Certes, tout cela a un coût !
Comme je vous l'exposais en propos liminaire, les opérateurs des registres passent beaucoup de temps à rassembler des données. On nous a même dit que les chercheurs eux-mêmes passaient un temps énorme à saisir des données, voire à chercher des financements, temps qui n'est pas consacré aux travaux de recherche.
La généralisation d'une base de données nationale et la mise en commun de nombreuses informations permettront d'optimiser les opérations de saisie et rendront du temps à la recherche.
Elles permettront également d'éviter les doublons et les manquants, d'avoir une veille sanitaire plus large et de régler le problème du suivi des patients dans leur mobilité géographique : ceux-ci seront suivis dans leur environnement et leur contexte.

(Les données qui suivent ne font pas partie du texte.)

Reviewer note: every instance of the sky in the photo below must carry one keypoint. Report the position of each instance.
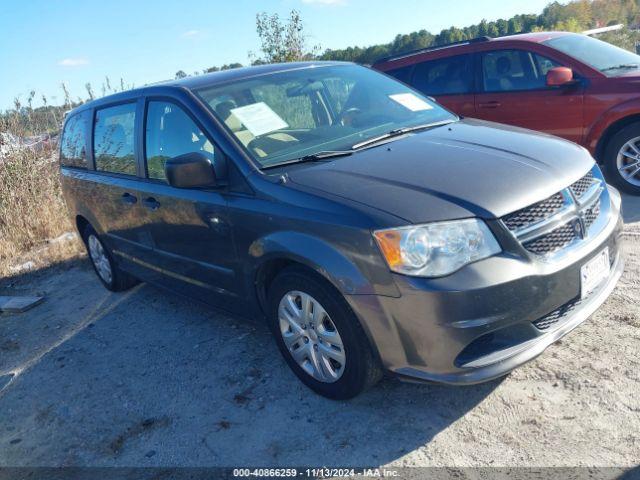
(45, 43)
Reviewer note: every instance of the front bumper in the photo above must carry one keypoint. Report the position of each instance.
(480, 323)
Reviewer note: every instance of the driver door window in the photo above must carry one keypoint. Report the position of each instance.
(171, 132)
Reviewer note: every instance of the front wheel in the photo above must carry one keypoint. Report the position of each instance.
(622, 159)
(319, 336)
(107, 270)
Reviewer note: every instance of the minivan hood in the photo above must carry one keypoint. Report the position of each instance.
(464, 169)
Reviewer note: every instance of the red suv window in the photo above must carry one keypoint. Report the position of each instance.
(445, 76)
(513, 70)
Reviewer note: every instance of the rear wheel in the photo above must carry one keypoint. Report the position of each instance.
(108, 272)
(319, 336)
(622, 159)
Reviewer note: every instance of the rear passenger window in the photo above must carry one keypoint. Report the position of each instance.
(113, 139)
(513, 70)
(73, 146)
(171, 132)
(446, 76)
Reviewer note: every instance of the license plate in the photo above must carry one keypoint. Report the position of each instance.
(594, 272)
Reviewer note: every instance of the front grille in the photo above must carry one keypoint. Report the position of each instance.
(553, 241)
(534, 213)
(581, 186)
(558, 221)
(591, 214)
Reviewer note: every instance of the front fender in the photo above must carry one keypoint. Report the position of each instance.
(325, 259)
(608, 118)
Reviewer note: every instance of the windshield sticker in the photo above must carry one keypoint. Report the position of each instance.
(259, 118)
(410, 101)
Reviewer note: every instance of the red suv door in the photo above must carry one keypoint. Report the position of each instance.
(512, 90)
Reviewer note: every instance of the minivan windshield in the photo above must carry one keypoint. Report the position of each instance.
(606, 58)
(312, 111)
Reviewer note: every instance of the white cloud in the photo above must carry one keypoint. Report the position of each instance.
(191, 34)
(73, 62)
(325, 3)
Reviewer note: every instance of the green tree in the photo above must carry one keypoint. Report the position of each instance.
(281, 41)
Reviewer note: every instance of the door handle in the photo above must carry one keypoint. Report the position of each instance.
(491, 104)
(128, 198)
(151, 203)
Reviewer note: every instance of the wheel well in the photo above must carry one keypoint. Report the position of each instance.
(269, 270)
(81, 224)
(611, 130)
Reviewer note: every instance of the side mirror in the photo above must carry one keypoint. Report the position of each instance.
(190, 170)
(559, 76)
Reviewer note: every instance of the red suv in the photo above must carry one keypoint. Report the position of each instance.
(565, 84)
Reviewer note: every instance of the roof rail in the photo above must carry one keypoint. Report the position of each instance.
(430, 49)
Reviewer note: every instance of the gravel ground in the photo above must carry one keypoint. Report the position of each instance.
(148, 379)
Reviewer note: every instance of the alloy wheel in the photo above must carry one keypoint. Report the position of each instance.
(100, 259)
(311, 337)
(628, 161)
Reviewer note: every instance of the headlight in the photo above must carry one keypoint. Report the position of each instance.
(436, 249)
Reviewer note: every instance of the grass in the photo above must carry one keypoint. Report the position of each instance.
(32, 211)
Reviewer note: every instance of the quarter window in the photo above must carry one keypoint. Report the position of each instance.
(513, 70)
(446, 76)
(114, 139)
(170, 132)
(73, 151)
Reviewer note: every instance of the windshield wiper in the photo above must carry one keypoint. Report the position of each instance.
(623, 66)
(397, 132)
(313, 157)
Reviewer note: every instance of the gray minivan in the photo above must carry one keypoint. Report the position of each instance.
(373, 229)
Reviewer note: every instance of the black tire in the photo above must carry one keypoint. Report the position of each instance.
(119, 280)
(362, 369)
(611, 156)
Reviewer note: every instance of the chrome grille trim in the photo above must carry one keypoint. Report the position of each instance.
(562, 225)
(581, 186)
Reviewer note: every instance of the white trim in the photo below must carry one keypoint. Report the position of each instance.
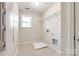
(21, 43)
(16, 51)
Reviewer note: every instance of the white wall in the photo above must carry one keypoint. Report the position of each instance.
(12, 21)
(52, 21)
(30, 34)
(67, 29)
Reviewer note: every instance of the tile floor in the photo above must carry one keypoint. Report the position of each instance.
(28, 50)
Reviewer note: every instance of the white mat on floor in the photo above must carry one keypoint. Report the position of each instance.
(39, 45)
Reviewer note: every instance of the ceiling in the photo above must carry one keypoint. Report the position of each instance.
(43, 6)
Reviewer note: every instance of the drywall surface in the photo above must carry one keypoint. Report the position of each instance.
(52, 26)
(12, 21)
(32, 34)
(67, 29)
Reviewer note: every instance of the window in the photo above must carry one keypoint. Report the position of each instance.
(26, 22)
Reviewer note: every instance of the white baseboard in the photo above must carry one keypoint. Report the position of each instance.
(21, 43)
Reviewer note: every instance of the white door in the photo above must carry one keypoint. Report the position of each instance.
(2, 26)
(77, 29)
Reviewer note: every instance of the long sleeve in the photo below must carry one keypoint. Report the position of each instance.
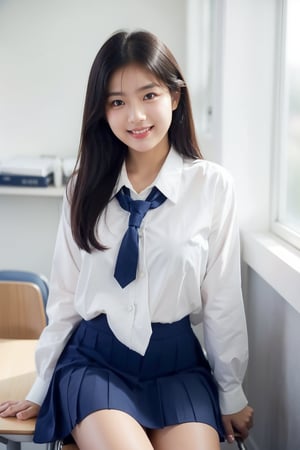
(60, 307)
(224, 324)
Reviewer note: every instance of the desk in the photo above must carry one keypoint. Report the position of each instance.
(17, 373)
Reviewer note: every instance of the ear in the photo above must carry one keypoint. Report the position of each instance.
(175, 99)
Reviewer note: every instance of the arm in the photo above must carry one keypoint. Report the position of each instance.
(224, 324)
(62, 319)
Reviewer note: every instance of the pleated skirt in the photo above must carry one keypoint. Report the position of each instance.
(171, 384)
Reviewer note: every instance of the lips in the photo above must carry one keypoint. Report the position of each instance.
(140, 132)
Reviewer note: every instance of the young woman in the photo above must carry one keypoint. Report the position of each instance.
(148, 243)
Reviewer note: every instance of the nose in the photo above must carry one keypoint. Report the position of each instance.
(136, 112)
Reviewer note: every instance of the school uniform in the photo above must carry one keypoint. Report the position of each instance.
(132, 348)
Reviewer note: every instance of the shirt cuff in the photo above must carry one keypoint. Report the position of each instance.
(232, 401)
(38, 391)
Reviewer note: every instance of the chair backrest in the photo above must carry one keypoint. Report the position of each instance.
(29, 277)
(22, 312)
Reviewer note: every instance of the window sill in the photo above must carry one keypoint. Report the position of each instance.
(276, 262)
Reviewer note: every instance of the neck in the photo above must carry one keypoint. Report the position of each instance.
(143, 168)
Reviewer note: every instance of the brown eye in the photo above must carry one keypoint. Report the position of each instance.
(150, 96)
(116, 103)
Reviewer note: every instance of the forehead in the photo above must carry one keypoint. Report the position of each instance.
(132, 75)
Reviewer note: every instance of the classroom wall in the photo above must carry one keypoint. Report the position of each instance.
(47, 48)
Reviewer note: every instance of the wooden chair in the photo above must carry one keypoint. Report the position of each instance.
(22, 311)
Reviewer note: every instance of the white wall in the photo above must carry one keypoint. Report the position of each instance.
(47, 48)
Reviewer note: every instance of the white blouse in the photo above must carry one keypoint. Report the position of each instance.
(189, 263)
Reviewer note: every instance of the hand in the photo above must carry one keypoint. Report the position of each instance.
(239, 423)
(22, 410)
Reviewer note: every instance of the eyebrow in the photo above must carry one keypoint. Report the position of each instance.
(142, 88)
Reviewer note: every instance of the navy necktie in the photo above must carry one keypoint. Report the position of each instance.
(127, 259)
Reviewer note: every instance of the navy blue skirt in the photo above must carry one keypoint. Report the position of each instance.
(171, 384)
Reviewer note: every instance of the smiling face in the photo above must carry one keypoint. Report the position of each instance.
(139, 109)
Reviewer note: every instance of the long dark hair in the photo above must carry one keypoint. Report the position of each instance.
(101, 153)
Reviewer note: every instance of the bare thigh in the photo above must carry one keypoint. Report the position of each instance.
(110, 430)
(186, 436)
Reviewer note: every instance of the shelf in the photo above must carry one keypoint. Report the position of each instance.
(49, 191)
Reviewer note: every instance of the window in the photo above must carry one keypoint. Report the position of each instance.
(286, 216)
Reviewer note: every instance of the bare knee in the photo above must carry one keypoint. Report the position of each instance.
(110, 430)
(187, 436)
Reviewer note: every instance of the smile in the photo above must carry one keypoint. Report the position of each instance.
(140, 131)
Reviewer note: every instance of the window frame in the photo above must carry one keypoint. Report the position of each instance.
(277, 226)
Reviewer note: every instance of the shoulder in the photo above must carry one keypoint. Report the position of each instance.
(210, 173)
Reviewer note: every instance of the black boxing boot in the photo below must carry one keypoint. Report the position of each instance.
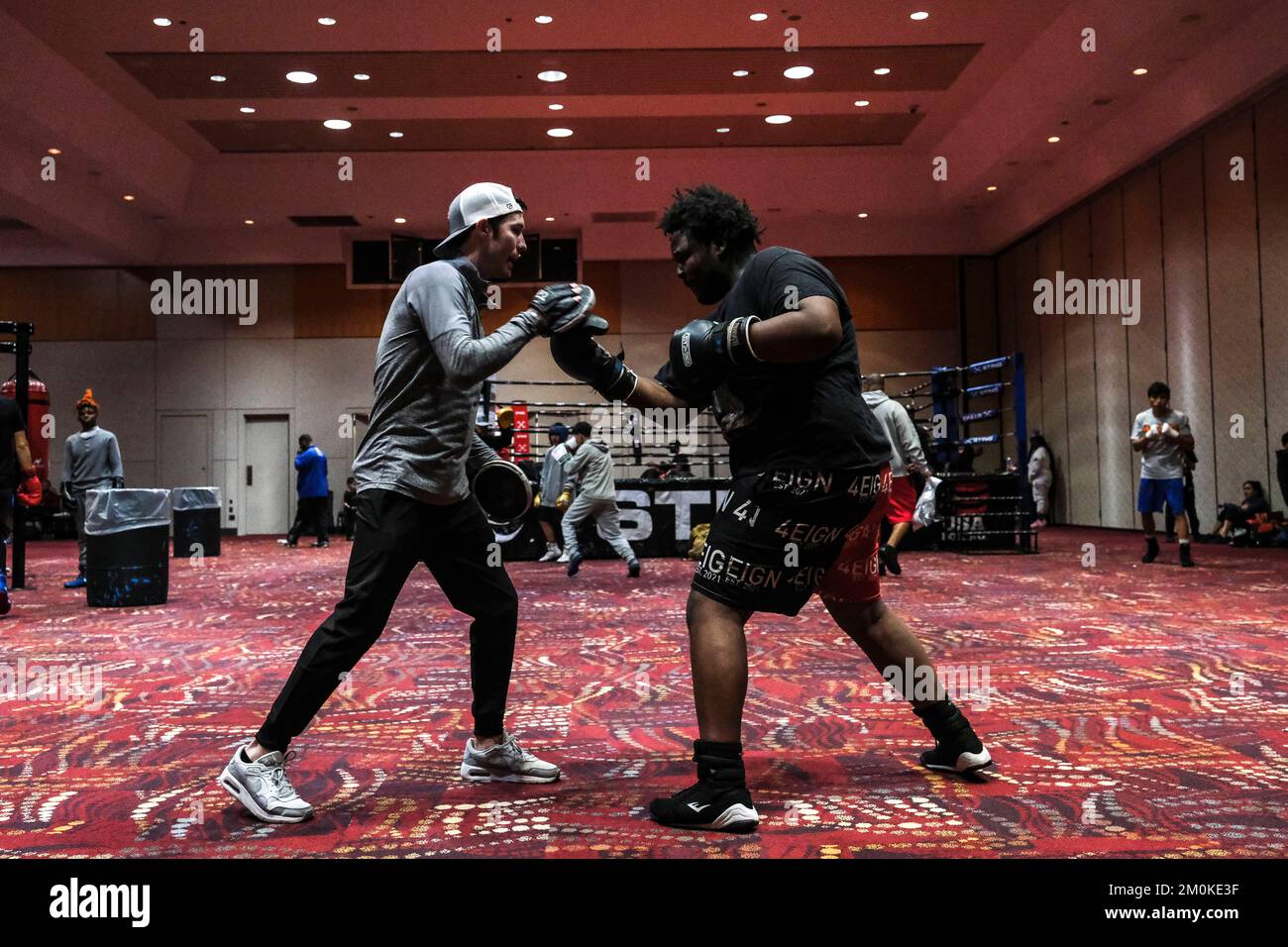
(957, 748)
(719, 800)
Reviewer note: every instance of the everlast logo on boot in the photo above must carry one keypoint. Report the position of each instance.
(102, 900)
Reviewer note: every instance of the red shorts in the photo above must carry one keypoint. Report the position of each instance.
(827, 521)
(903, 500)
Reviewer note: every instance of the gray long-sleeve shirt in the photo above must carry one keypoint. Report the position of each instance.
(553, 476)
(430, 367)
(91, 459)
(905, 444)
(595, 466)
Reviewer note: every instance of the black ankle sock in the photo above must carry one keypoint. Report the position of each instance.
(719, 763)
(945, 723)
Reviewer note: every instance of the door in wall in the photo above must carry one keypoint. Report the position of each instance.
(184, 451)
(267, 467)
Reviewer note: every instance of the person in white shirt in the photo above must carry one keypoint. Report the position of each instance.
(1039, 476)
(906, 458)
(596, 497)
(1162, 436)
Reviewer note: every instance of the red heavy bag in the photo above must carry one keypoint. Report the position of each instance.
(38, 408)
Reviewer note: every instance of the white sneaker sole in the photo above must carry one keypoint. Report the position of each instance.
(967, 763)
(228, 780)
(481, 775)
(735, 818)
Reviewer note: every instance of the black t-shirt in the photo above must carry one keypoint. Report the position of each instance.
(11, 423)
(809, 415)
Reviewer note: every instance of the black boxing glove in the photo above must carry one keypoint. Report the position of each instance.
(563, 307)
(702, 352)
(585, 360)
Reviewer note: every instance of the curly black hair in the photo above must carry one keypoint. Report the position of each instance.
(711, 215)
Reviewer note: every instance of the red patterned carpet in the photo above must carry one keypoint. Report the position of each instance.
(1132, 710)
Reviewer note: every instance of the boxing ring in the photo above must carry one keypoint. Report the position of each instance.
(962, 412)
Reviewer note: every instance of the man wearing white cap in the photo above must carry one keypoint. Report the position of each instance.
(413, 499)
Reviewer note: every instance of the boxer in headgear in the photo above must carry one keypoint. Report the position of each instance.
(553, 487)
(413, 474)
(778, 365)
(591, 463)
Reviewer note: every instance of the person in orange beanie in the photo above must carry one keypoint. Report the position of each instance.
(91, 460)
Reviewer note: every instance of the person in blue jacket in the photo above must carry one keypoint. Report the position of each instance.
(310, 512)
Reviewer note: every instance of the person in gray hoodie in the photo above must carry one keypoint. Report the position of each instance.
(596, 497)
(906, 458)
(415, 501)
(91, 460)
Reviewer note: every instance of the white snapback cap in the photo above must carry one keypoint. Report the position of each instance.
(476, 202)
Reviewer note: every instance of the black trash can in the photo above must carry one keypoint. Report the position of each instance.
(127, 548)
(196, 521)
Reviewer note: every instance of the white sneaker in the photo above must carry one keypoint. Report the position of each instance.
(506, 762)
(262, 787)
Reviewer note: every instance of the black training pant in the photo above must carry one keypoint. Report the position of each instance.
(393, 534)
(310, 515)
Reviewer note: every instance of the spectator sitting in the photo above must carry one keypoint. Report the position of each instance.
(1232, 517)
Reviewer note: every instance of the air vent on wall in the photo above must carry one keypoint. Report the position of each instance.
(338, 221)
(623, 217)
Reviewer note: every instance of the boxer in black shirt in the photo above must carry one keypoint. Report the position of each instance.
(778, 365)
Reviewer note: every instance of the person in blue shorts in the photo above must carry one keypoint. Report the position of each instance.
(1162, 434)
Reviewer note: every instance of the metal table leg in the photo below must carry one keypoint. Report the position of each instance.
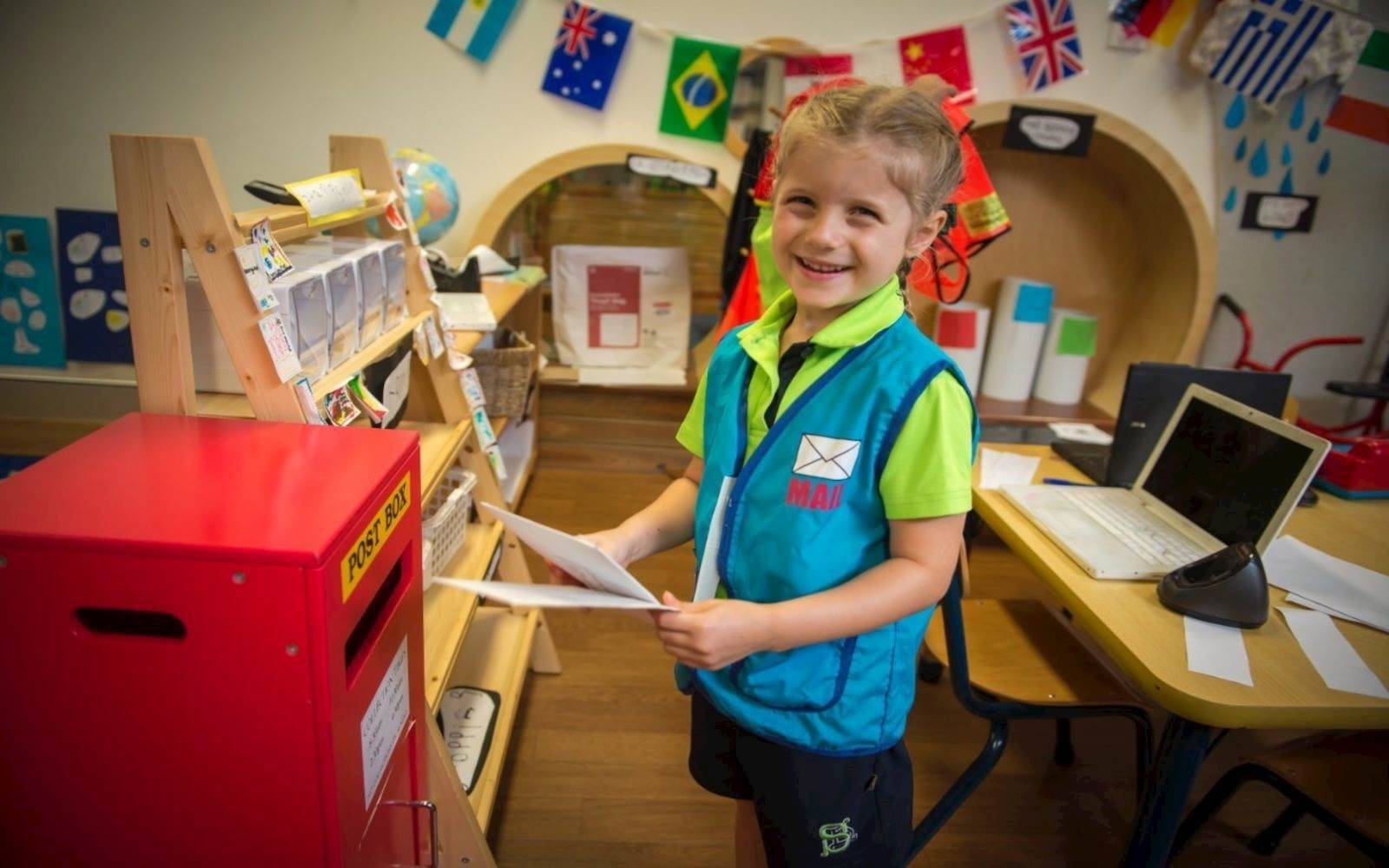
(1180, 756)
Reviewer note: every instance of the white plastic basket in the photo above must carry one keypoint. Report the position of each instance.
(444, 521)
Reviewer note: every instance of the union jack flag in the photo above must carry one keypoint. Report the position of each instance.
(1048, 43)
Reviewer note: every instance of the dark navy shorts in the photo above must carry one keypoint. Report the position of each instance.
(812, 809)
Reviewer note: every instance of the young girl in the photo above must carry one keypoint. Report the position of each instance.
(831, 474)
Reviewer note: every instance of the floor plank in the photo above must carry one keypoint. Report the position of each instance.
(597, 771)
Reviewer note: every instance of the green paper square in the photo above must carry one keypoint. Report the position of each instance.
(699, 89)
(1076, 338)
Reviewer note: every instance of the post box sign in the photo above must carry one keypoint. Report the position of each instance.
(374, 536)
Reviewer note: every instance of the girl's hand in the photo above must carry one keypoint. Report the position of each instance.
(613, 542)
(713, 634)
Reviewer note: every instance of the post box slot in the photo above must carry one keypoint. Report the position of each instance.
(131, 622)
(358, 645)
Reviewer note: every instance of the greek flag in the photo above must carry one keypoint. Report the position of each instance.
(1268, 45)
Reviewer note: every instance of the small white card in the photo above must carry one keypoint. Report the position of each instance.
(281, 347)
(1331, 653)
(256, 279)
(273, 259)
(1217, 650)
(472, 389)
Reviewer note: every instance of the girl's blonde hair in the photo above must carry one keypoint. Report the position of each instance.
(923, 149)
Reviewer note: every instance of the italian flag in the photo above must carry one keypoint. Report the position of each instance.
(1363, 108)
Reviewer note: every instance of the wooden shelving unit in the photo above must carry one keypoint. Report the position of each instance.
(171, 205)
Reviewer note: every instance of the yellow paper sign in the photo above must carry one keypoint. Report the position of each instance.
(332, 196)
(374, 536)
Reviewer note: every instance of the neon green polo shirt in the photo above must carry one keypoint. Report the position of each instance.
(928, 469)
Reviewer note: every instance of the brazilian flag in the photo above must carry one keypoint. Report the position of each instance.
(699, 89)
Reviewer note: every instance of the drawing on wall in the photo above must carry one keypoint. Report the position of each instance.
(31, 323)
(95, 312)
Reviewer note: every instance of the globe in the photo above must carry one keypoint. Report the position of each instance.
(431, 194)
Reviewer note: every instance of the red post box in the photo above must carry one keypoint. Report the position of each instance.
(212, 649)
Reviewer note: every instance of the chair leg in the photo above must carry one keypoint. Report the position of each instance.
(962, 789)
(1064, 752)
(1266, 842)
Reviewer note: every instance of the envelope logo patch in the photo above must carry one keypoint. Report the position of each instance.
(826, 457)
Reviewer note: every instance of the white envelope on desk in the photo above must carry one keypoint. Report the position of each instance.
(583, 560)
(826, 457)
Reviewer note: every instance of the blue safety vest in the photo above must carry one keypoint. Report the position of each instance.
(805, 514)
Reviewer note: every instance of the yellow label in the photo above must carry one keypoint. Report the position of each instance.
(374, 536)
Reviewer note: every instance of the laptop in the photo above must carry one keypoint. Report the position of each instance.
(1221, 474)
(1152, 391)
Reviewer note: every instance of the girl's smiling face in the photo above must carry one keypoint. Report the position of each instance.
(840, 228)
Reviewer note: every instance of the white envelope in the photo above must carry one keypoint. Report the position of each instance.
(826, 457)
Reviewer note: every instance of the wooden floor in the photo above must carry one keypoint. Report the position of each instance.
(597, 768)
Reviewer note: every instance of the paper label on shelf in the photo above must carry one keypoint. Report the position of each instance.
(434, 337)
(330, 196)
(339, 407)
(281, 347)
(273, 259)
(385, 720)
(472, 389)
(499, 467)
(484, 427)
(256, 279)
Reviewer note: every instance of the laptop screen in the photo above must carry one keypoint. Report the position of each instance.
(1224, 472)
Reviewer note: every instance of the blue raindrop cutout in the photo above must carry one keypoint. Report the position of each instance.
(1235, 115)
(1259, 163)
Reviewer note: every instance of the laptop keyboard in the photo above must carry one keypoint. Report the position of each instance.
(1122, 516)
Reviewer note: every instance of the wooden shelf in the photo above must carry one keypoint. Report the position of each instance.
(375, 351)
(291, 222)
(497, 656)
(439, 444)
(449, 611)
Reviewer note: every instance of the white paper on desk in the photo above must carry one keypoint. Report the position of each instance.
(594, 375)
(580, 559)
(548, 596)
(999, 469)
(1331, 654)
(1330, 581)
(1215, 649)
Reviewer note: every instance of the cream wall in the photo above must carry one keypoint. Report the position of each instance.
(267, 82)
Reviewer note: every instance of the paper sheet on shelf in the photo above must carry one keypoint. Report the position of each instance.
(1328, 581)
(592, 375)
(548, 596)
(1219, 650)
(583, 560)
(999, 469)
(1331, 654)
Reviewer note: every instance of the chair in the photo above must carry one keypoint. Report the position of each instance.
(1020, 663)
(1338, 778)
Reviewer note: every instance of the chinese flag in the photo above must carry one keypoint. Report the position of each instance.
(939, 52)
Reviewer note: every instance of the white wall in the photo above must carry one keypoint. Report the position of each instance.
(267, 82)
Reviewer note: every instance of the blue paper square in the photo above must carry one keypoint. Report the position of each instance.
(588, 50)
(1034, 303)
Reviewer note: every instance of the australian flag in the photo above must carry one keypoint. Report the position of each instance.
(1043, 34)
(587, 53)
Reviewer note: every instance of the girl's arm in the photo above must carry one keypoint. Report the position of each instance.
(713, 634)
(667, 523)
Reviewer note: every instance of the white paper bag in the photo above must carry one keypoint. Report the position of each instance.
(624, 307)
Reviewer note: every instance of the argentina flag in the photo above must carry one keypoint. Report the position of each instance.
(1267, 45)
(472, 27)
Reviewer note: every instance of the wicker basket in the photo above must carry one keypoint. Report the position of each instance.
(506, 375)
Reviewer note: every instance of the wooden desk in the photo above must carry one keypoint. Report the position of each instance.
(1148, 643)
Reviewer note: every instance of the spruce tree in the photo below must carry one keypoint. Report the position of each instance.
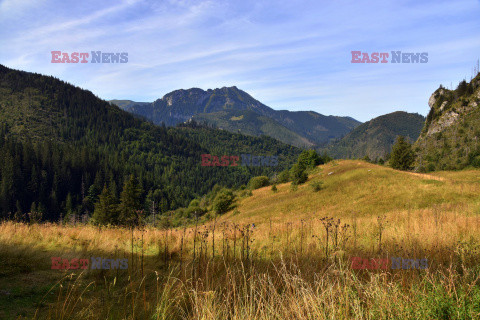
(106, 208)
(402, 157)
(130, 202)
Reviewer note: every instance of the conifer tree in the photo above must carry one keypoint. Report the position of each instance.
(130, 202)
(402, 157)
(106, 208)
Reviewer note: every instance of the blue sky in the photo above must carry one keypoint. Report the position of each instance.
(291, 55)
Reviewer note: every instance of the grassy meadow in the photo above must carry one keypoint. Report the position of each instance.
(277, 255)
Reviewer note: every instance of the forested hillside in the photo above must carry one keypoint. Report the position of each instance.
(61, 145)
(376, 137)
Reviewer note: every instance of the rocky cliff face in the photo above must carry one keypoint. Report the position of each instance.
(306, 127)
(449, 139)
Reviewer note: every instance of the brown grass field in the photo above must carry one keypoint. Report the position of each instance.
(293, 264)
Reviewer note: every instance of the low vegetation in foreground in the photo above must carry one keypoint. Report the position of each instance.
(276, 256)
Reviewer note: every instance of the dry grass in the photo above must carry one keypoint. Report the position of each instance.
(284, 267)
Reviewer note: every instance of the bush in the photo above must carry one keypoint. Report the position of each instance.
(258, 182)
(284, 176)
(298, 174)
(402, 157)
(310, 159)
(316, 185)
(223, 201)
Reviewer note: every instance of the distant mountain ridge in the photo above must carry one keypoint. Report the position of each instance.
(376, 137)
(300, 128)
(450, 137)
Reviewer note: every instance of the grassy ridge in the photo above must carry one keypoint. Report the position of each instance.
(283, 268)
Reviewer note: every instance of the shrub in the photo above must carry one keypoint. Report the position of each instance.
(402, 157)
(223, 201)
(298, 174)
(258, 182)
(284, 176)
(316, 185)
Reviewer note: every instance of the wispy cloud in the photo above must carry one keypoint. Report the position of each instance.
(293, 55)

L'enregistrement systématique en continu de toutes les données permettra enfin de réduire les délais de production des rapports. Et n'oublions pas non plus, mes chers collègues, que les données de santé ont un coût, mais également un prix !
Si les industriels ne trouvent pas en France les données sur les cancers dont ils ont besoin pour mettre au point leurs traitements, ils iront les acheter ailleurs : en Allemagne, qui est en train de se doter d'un registre national, ou au Royaume-Uni, qui en dispose déjà. C'est un vrai enjeu de compétitivité mondiale et de souveraineté de la France.
La recherche avance chaque jour. Le niveau de connaissance de chaque pathologie s'affine. On ne peut plus parler désormais « du cancer » : il faut parler « des cancers », que l'on individualise de mieux en mieux.
En poussant le raisonnement, on pourrait presque considérer que chaque cancer sera bientôt un cancer rare, d'où l'intérêt des cohortes les plus larges possible, internationales ou au moins européennes, qui seront forcément plus pertinentes que les extrapolations ou les échantillons.
Après que le plan Cancer a créé en France l'INCa, qui est un modèle envié, il y a une vraie logique à mettre désormais entre ses mains un registre national des cancers, qui concentrera des données fiables, exploitables et, surtout, extrêmement utiles. Tout cela a du sens.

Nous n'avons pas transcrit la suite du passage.